The Unite union said: “As well as securing an admission that the construction firms had breached data protection and were liable for the unlawful use of the private details of Unite members (and others), Unite crucially secured a ground-breaking admission that its members had been defamed.
“The additional admission of defamation means that Unite members are in line for larger pay outs to compensate for the damage inflicted on their lives by blacklisting.
“Importantly, it also stops the firms involved from hiding behind ‘non-disclosure’ meaning Unite members can continue to seek answers on how and why they were blacklisted.”
The firms represented by McFarlanes (Balfour Beatty, Carillion, Costain, Kier, Laing O’Rourke, Sir Robert McAlpine, Skanska UK and Vinci) have accepted, with a matter of regret:
- That their actions had consequences for certain workers in terms of lost work opportunities or refusals to work and it had an impact on their personal lives.
- The vetting information was collated and used in secret without the workers concerned having any opportunity to correct or challenge its content.
A statement from the contractors said: “Both documents contain a full and unreserved apology for our part in a vetting information system run in the construction industry first through the Economic League and subsequently through The Consulting Association; we recognise and regret the impact it had on employment opportunities for those workers affected and for any distress and anxiety it caused to them and their families.
“We are making these admissions now as we believe it is the right thing to do; we are keen to be as transparent as possible and to do what we can to simplify the High Court hearing scheduled for mid-2016.
“We hope that the clarity this brings will be welcomed by the affected workers.”

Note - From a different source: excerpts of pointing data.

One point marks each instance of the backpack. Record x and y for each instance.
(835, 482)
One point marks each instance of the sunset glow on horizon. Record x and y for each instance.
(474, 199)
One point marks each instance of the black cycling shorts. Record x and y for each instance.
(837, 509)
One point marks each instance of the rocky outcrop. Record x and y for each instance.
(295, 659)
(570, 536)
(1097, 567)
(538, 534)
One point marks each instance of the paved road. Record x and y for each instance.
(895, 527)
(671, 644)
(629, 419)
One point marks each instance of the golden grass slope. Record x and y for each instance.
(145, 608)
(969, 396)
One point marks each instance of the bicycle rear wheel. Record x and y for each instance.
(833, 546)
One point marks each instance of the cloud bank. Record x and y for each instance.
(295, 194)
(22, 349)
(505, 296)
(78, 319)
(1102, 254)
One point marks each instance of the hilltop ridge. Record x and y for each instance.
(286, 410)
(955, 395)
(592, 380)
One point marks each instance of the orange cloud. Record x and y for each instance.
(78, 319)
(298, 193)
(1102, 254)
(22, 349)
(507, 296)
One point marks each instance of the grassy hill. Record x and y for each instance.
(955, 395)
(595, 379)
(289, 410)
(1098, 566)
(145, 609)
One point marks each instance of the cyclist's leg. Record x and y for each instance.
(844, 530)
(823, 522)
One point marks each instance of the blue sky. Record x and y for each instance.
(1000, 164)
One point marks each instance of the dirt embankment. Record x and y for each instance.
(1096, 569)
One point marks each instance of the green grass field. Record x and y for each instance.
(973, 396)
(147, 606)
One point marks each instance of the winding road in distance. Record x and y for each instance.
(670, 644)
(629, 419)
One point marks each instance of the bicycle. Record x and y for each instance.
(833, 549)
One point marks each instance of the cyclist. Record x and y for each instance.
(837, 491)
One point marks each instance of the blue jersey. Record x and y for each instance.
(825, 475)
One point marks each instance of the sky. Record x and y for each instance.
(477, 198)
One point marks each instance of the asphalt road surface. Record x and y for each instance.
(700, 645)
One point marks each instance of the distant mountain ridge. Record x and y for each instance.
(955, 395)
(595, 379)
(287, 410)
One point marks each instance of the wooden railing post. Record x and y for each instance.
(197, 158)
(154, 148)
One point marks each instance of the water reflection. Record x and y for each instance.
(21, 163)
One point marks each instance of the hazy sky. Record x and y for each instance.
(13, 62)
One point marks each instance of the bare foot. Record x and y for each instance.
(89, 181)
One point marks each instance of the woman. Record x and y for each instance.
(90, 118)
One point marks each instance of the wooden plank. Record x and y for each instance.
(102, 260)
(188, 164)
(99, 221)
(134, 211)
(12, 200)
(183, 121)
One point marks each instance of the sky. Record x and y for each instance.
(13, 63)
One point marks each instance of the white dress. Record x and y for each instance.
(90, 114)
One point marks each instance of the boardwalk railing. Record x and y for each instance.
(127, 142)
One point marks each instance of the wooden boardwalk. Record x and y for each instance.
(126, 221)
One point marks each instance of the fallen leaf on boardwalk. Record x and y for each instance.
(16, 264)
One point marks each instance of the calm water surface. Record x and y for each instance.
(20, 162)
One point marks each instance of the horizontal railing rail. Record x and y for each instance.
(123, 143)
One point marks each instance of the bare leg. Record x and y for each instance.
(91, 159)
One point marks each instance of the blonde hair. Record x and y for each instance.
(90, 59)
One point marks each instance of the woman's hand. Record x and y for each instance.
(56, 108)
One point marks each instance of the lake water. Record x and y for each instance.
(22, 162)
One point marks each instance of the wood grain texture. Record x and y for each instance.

Unite director of legal services Howard Beckett added: “Crucially, Unite members can expect to not only receive personal apologies and offers of redress but also larger payouts because of the admission of defamation. The admission of defamation allows Unite to continue to seek answers from the firms involved.”
Brian Rye, Acting General Secretary of UCATT, said: “This is a highly significant step forward in the battle for blacklisting justice.
“Finally the companies have admitted their guilt and have begun to apologise. However we will continue fighting until justice is achieved for all our affected members.”